2週前の「DYNAMITE」でMLFを破り、同王座を4年8か月ぶりに奪回した。メガイベント「ALL IN LONDON」(8月30日、英国・ウェンブリースタジアム)では、オーエン・ハート杯覇者ウィル・オスプレイの挑戦を受ける。その前に26日(同27日)の次回PPV「AEW Redemption」(カナダ・モントリオール)では、TNT王者ケビン・ナイトを相手に防衛戦も決まった。
ナイトは極悪軍団「ドン・キャリス・ファミリー」加入後に勢いを増しており、この日もダービー・アリンに完勝してTNT王座を守った。世界王者のケニーはこの日、オスプレイ、宿敵「デスライダーズ」のリーダーでAEWコンチネンタル王者のジョン・モクスリーとドリームトリオを結成。ファミリーのブライアン・ケイジ&ヘチセロ&ジェイク・ドイルとのトリオマッチ(6人タッグ)に出陣した。
ケニーは勝利のためライバル2人と共闘したが、モスクリーが捕らえたヘチセロにVトリガーを放ったところ、ルチャ王者に逃げられモクスリーのアゴに誤爆。モクスリーは激怒するとみられたが、場外でオスプレイが必死になだめて仲間割れには至らない。最後はヘチセロにケニーのVトリガーと、オスプレイのヒドゥンブレードを同時発射。ケニーがカバーして、ドリームトリオが快勝した。

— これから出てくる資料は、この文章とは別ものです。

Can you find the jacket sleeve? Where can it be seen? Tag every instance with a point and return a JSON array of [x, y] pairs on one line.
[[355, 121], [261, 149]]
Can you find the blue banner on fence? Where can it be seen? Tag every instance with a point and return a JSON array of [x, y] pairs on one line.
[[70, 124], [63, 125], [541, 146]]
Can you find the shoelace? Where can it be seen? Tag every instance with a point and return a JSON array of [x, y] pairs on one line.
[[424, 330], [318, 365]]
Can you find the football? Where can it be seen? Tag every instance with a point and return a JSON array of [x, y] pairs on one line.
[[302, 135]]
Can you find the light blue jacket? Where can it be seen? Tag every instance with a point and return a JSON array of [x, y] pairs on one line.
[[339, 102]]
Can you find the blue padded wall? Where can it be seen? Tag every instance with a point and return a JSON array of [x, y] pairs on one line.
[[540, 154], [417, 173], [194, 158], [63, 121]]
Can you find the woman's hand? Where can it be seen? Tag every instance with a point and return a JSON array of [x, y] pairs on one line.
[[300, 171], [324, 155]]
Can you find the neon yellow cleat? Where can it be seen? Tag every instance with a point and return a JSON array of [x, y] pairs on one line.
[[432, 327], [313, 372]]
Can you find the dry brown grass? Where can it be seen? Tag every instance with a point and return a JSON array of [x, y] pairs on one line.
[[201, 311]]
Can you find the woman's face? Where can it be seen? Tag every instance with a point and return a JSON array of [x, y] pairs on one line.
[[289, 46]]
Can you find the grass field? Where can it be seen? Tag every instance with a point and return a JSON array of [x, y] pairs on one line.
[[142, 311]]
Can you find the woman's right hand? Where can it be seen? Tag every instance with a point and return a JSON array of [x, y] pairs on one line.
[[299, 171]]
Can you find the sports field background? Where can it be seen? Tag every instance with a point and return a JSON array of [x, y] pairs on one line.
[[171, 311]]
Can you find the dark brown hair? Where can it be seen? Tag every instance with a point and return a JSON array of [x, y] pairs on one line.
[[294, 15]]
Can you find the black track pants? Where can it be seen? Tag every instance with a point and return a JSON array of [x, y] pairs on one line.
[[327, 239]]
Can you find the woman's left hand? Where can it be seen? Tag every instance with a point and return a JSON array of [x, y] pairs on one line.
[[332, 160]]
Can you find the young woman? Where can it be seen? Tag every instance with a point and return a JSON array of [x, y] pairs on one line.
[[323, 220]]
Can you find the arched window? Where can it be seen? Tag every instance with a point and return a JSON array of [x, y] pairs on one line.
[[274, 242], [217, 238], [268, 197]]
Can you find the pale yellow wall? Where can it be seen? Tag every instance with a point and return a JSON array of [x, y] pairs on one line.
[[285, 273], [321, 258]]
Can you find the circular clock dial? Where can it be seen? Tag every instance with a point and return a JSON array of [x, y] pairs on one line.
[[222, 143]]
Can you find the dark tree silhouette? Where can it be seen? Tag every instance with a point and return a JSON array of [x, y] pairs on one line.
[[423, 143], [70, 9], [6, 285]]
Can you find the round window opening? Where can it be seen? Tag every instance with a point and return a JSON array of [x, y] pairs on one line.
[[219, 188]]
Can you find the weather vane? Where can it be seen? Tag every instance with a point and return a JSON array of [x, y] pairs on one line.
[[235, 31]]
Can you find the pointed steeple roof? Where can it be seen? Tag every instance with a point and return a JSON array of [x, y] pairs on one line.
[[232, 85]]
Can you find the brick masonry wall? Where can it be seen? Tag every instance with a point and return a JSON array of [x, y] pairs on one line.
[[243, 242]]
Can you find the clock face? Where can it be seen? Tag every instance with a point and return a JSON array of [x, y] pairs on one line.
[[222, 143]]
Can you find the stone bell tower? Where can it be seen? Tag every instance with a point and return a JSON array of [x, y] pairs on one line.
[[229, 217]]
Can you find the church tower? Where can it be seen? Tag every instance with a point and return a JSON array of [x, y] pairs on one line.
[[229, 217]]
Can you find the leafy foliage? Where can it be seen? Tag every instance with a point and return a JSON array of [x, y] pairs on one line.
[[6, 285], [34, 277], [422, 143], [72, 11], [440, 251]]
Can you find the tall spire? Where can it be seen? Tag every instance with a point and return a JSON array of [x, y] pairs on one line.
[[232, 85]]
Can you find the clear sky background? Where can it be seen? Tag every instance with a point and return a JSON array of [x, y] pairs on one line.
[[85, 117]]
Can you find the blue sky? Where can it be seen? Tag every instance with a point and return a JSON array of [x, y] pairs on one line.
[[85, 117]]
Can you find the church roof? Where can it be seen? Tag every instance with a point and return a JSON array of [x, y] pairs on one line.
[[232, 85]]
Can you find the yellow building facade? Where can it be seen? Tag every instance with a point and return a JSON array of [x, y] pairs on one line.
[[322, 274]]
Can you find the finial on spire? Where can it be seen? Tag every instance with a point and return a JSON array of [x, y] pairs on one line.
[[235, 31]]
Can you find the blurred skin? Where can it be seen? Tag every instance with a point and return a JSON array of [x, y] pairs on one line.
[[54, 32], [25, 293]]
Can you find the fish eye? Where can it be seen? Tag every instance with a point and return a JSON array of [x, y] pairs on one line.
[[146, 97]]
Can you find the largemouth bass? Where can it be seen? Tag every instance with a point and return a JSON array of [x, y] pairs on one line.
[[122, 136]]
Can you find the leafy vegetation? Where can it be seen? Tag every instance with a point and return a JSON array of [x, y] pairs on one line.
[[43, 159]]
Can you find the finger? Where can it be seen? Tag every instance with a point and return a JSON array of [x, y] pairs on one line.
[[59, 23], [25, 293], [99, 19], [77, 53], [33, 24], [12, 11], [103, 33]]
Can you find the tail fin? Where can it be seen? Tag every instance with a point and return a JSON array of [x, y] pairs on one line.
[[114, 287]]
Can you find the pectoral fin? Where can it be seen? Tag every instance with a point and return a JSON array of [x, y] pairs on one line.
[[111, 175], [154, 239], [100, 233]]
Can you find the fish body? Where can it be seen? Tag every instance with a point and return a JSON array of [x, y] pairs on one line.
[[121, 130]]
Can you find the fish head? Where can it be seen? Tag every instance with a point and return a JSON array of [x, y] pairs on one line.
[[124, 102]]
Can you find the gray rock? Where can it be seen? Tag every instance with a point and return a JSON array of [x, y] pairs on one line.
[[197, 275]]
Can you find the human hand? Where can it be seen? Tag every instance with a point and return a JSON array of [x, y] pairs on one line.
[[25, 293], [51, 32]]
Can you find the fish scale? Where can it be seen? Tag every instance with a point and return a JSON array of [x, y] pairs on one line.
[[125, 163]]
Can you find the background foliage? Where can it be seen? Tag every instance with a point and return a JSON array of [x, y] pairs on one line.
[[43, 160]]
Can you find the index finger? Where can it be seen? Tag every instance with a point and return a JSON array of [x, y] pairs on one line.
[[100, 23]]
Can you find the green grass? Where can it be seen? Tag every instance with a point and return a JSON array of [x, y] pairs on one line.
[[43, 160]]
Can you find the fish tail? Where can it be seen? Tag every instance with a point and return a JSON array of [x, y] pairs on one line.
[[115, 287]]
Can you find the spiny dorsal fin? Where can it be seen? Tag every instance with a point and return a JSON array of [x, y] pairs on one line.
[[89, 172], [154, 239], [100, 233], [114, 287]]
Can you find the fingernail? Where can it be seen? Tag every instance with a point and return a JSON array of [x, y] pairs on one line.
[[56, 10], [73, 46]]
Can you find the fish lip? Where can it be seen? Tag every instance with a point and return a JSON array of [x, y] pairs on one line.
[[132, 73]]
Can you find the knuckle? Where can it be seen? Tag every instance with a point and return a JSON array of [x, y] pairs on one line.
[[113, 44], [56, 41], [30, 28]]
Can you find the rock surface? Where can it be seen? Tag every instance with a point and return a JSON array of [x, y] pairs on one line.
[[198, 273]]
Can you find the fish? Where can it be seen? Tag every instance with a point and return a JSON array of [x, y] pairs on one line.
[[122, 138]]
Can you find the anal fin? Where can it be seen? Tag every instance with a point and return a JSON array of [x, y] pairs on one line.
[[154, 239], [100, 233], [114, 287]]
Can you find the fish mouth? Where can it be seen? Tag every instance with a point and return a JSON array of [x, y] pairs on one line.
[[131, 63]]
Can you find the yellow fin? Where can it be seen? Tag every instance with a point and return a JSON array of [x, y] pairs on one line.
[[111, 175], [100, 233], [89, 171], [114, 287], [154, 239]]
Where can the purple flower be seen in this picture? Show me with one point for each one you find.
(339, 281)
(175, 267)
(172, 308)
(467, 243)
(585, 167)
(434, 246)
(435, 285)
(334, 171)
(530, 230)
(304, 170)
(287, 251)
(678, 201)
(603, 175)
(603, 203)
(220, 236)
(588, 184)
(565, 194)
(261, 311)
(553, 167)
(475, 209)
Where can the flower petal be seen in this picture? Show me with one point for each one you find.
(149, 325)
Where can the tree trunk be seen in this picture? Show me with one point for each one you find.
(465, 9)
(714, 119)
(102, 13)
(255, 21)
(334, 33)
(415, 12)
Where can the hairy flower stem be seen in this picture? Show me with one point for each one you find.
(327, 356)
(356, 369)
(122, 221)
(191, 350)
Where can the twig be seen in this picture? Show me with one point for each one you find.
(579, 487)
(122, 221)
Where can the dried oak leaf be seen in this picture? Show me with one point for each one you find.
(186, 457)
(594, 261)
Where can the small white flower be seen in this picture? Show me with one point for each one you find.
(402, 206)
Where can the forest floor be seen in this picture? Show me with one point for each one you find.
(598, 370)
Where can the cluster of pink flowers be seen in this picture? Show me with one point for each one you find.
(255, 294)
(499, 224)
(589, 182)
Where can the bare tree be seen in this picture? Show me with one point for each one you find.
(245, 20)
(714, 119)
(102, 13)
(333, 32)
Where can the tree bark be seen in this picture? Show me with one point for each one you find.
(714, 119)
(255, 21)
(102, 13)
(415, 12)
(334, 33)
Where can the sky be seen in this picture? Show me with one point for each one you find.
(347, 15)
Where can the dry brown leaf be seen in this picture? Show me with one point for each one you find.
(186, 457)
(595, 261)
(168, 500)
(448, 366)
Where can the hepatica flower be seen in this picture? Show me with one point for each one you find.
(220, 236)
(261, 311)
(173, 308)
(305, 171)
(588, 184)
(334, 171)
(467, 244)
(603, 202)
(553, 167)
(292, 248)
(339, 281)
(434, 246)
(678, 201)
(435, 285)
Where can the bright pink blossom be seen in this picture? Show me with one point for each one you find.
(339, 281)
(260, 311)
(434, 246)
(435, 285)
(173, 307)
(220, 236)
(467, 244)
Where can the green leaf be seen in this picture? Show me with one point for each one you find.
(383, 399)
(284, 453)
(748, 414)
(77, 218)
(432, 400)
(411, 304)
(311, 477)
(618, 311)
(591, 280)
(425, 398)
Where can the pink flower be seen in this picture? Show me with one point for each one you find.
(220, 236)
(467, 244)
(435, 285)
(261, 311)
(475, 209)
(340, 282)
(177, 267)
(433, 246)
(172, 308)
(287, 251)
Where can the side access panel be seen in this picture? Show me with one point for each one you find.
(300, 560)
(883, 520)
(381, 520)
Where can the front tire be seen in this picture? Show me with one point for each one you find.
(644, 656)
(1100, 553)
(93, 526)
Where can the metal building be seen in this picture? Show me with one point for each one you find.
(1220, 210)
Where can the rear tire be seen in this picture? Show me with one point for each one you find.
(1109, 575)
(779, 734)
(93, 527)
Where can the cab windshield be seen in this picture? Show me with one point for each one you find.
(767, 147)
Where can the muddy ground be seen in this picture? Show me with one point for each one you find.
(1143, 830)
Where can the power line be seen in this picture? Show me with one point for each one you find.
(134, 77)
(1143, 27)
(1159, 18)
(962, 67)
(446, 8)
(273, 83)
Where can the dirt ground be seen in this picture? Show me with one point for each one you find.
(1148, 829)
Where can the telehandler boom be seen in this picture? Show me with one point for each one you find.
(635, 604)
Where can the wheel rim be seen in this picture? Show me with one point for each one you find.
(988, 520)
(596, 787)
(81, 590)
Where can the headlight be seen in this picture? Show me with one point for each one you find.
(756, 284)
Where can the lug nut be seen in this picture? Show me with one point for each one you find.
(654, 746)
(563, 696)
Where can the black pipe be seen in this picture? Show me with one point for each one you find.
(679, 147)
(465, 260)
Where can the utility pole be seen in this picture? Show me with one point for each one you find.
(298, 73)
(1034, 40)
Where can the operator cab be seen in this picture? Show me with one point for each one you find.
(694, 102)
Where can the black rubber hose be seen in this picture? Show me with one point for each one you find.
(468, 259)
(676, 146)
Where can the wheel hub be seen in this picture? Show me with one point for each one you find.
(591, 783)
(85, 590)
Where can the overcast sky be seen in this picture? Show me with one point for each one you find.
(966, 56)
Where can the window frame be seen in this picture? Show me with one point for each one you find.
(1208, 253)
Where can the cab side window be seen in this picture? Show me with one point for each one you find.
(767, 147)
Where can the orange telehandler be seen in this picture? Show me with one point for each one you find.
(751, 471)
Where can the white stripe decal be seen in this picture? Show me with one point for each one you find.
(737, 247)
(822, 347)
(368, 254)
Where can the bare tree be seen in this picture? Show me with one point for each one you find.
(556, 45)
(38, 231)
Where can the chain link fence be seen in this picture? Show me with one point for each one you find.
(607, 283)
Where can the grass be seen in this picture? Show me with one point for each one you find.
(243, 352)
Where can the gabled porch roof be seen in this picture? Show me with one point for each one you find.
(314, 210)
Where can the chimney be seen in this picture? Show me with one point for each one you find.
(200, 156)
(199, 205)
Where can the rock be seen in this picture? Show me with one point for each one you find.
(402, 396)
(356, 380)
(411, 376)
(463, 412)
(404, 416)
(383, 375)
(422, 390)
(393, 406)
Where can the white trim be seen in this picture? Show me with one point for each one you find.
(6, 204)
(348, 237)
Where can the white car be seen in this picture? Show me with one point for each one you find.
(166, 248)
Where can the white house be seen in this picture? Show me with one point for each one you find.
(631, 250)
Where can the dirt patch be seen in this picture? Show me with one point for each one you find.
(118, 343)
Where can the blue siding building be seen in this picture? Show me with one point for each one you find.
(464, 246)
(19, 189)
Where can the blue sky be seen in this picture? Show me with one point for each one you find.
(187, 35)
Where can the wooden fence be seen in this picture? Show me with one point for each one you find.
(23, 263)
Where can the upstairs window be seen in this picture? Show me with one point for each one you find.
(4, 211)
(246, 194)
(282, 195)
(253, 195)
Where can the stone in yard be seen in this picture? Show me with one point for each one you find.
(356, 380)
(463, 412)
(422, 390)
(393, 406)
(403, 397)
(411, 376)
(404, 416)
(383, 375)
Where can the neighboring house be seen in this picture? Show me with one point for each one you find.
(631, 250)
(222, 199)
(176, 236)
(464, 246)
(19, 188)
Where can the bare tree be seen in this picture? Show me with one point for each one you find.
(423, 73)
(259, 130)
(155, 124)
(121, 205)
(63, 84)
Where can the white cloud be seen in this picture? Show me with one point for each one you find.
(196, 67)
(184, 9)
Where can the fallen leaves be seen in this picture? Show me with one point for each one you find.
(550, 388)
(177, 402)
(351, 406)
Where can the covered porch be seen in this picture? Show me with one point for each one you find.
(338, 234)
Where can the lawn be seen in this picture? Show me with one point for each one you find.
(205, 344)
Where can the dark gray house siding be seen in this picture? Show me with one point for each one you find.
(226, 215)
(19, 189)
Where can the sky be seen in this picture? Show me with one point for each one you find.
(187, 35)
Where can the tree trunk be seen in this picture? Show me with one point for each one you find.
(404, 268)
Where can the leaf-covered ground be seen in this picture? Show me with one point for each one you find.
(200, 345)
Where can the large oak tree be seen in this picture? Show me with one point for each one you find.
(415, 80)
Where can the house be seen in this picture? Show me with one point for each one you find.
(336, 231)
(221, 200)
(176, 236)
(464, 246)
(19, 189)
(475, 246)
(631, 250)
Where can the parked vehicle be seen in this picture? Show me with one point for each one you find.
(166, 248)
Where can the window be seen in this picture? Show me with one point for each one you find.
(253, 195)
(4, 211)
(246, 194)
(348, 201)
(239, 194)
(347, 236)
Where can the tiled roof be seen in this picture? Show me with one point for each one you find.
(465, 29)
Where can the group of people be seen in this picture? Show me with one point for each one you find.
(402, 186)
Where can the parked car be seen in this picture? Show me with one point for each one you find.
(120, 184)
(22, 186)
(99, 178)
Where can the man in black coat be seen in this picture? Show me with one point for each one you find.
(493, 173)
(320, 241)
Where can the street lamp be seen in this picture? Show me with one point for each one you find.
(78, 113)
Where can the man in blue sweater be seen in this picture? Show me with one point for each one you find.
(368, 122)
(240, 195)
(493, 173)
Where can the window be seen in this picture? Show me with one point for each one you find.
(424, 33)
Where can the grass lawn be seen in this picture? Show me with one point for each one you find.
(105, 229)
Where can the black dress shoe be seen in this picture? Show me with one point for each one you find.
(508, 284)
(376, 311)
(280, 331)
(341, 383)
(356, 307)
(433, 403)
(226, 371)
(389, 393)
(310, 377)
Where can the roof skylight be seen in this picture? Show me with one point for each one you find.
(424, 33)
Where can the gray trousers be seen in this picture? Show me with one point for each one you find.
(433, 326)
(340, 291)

とはいえ、試合が終われば別だ。ケニーはアゴをさするモクスリーに握手を求めるが、コンチネンタル王者は拒否。ケニーを突き飛ばすと世界王者も応戦した。オスプレイが割って入るも、ケニーにはたき落とされ、オーエン杯覇者もケニーにくってかかる。ここで、ケニーと共闘するヤングバックス(マット&ニック・ジャクソン)が助っ人に駆けつけ、大乱闘へ。さらにファミリーのトレント・バレッタとロッキー・ロメロも加わり、ケニーを襲う。
ケニーは反撃し2人まとめてVトリガーのエジキにしようとすると、どこからかナイトが飛んできて、ベルトでケニーの顔面を殴打する。ケニーはまともにくらってしまい、額から出血。ナイトに踏みつけられ、世界王座取りをアピールされる屈辱を味わい、オスプレイとのスーパーマッチ実現に暗雲が垂れこめた。
ケニーは放送終了後、血だるまのままマイクを握り、「敵の敵は味方だが、時には愛する友が敵になることもある」などと語り、ナイトを倒し、「ALL IN」でオスプレイも破りベルトを死守すると宣言。42歳の世界王者はカナダから英国までたどり着けるか。